A sensational ornamental chard that will brighten up your vegetable plot or patio containers – and true to its name, ‘Bright Lights’ can also provide colourful contrast in herbaceous garden beds and borders. With dark green and bronze leaves and rainbow stems ranging from white and orange-yellow through to pinky red and purple, it is a real stunner, as well as being delicious to eat and packed full of vitamins, minerals and healthy fibre.
A worthy winner of the RHS Award of Garden Merit, this hardy biennial is easy to grow and slow-bolting. It will be ready to harvest in 4-6 weeks after sowing. Cropping prolifically over a long season, it is a true ‘cut and come again’ variety; the leaves will regenerate 1-2 weeks after harvesting the whole plant (leaving 2.5-5cm base), or remove just the outer leaves and allow the heart to grow on. The plants are robust enough to withstand light frosts and will continue to give good quality leaves until the colder winter weather sets in.
This versatile veg has a lovely mild, sweet flavour when picked as baby leaves for salads and garnishes, developing an interesting and slightly bitter note when left to mature. Cook as you would spinach – lightly steamed or stir-fried to retain colour, flavour and nutrients. There will be plenty to pick all through the season, so any excess can be blanched and packed in an airtight bag for the freezer, where it will store well for up to a year for adding to soups and stews.

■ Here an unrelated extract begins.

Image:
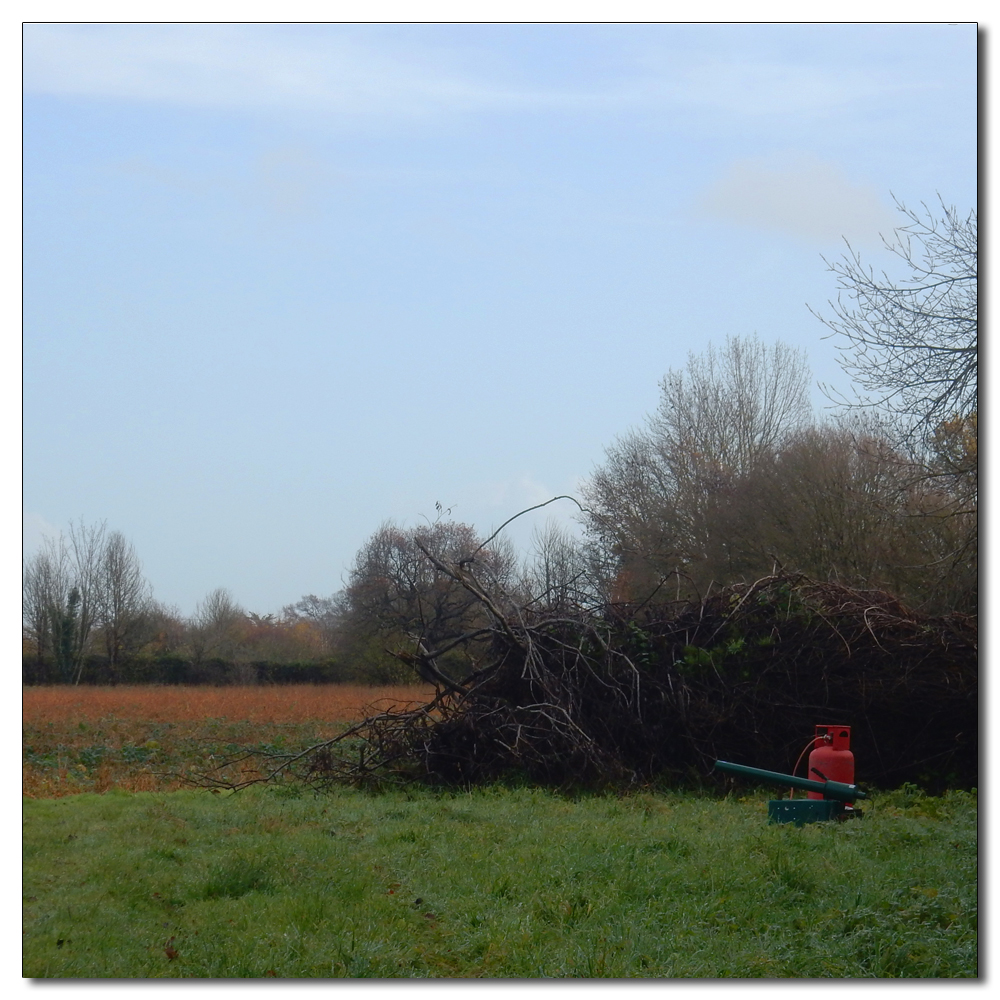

Supplied as a packet of 150 (approx.) seeds ready to sow outdoors from April to mid-July, directly into their cropping position in well-drained, fertile soil. Harvest mid-July to November and if protected over winter will produce an early spring crop. Alternatively, sow in containers of at least 25cm (10in) depth and diameter (will accommodate 3-4 plants), using a good-quality compost.
Supplied as a packet of 150 (approx.) seeds ready to sow outdoors directly into their cropping position.
Grows to 50cm (20in) height x 40cm (16in) spread.
Performance subject to growing conditions.